Stainless steel mirror compact with a sublimated image. Photo courtesy of Conde Systems, Mobile, AL.   Dog tag necklaces are one of the hottest trends in personalized jewelry today. Photo courtesy of Your Supply Depot, Des Plaines, IL.

     While Sommers’ story is not necessarily related to a jewelry item, retailers can still learn from that experience by not limiting themselves to the basic products available. Use your imagination and your creativity to add value to those items. As another example, Sommers turns a crystal pendant purchased from LRI into a higher-end piece of jewelry by selecting beads that match the artwork and stringing a necklace for it. Keeping all customers in mind, though, she also uses cord on some pieces to keep the price down for those who want a lower price point.
     Excelebrations is the 10-year-old awards business offshoot from Gray’s Jewelers, Archdale, NC, a business started by the owner’s family in 1948. The two businesses have done well together because they compliment each other—when awards are slower during the holidays, they sell more jewelry. One of the company’s marketing techniques is to place signs next to engravable jewelry items, such as charms and I.D. bracelets, in the display cases that say “Engraving Available” to let customers know that’s an option for the sterling silver and 14kt gold products they sell. Cheri Gray takes the engraving one step further and says they will engrave almost anything their customers bring them.
     Cheri’s brother, John Gray, handles the sublimation side of the business by offering a variety of items from Condé. Displays are created with actual sublimated items as opposed to only pictures of products. “This gives our customer’s a chance to see the item up close rather than as a picture. They can see it, feel it and hold it,” says John Gray. “You can show a picture of the same thing, but until they can flip it over and feel it, they can’t really appreciate what you do.”
     Gray said he can also alter photos to meet a customer’s needs. For example, if a customer wants a picture of a certain loved one sublimated onto an item, he can use CorelDRAW to remove that particular person from the rest of the background, then repair the photo or add arms or a missing piece of a dress or whatever it takes to meet the customer’s request.


   
   
  Personalized cuff links make an excellent gift for the groom or wedding party. Photo courtesy of Tower Trading, Sioux Falls, SD.    
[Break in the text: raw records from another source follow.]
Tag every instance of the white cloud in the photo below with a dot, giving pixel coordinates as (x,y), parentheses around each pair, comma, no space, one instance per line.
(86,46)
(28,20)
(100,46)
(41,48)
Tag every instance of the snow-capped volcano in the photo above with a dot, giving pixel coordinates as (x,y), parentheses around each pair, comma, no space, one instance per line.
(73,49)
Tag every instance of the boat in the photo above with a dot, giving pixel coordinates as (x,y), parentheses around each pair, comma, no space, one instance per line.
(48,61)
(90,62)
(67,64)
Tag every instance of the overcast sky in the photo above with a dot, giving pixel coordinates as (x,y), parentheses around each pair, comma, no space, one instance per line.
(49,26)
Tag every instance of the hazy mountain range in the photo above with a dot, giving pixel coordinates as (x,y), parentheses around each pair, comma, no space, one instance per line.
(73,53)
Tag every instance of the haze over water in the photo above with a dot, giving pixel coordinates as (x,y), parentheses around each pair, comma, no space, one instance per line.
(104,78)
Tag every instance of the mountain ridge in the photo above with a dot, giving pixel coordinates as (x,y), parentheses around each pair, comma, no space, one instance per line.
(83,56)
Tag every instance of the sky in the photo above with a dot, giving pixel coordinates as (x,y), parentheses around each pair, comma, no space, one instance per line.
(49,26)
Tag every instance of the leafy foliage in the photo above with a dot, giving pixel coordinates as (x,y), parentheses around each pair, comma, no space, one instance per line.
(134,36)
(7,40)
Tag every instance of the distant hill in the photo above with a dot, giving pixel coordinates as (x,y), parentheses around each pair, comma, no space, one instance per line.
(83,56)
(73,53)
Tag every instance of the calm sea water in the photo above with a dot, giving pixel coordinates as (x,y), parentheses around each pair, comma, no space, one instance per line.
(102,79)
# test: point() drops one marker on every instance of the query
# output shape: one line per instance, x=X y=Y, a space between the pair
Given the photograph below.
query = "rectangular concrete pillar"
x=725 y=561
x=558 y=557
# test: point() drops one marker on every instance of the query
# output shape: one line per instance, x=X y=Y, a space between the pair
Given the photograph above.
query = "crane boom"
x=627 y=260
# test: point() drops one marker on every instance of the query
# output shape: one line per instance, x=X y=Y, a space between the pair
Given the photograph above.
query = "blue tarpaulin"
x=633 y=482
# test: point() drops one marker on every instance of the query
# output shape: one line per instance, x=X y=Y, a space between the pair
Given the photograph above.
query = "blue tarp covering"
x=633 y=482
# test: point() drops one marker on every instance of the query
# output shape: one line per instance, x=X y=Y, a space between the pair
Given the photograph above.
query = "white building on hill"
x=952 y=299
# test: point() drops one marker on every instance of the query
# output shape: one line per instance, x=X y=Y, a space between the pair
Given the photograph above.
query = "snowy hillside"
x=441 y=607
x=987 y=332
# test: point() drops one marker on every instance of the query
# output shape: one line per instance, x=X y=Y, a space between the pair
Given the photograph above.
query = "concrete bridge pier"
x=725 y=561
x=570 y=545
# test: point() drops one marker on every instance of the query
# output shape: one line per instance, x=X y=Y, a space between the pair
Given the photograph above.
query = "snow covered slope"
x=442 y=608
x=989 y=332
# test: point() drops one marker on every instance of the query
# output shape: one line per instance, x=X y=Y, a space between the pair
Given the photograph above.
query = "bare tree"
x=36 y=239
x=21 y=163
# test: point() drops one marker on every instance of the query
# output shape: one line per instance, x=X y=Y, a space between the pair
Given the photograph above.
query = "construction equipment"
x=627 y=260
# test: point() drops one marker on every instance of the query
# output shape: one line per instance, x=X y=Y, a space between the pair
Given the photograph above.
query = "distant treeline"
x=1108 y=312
     One particular customer wanted to have her three children on one pendant using separate photos of each of the children. He said he was able to remove the backgrounds from two of the photos, then use the background from the third photo to make it look like all three were in one image. The customer enjoyed her preview so much that he included a free 8 x 10 print of the image when she picked up her order. “Our philosophy is basically that there’s nothing we can’t do for our customers,” he says.
     Another simple marketing technique to use with customers who are purchasing personalized jewelry as gifts is to suggest that shoppers buy something special for themselves. For example, a pregnant woman buying a gift for someone else should be made aware of your engravable jewelry for babies or sublimitable pendants that can hold a baby’s photo. A man shopping for groomsmen’s gifts might also like cufflinks with his initials on them. If his fiancé is with him and you’re able to contact her after they’ve left, suggest a special message from her on the underside of the cufflinks he will wear on their big day.
     As you can see, there’s a wide variety of groups you can market jewelry to these days and it’s something that can keep your cash register ringing all year long, from spring graduations, summer weddings and fall birthdays to winter holidays like Christmas and Valentine’s Day. And nothing makes these popular gift items more special than adding a personal touch such as engraving the recipient’s name, date of the special occasion or a personal message. Or, as newer technology now allows, laser engraving or sublimating the photo of a loved one onto a charm bracelet, pendant, key chain or a mirrored compact. So whether your shop offers rotary engraving, laser engraving, sublimation or a combination of these marking methods, jewelry continues to play a significant role in our industry.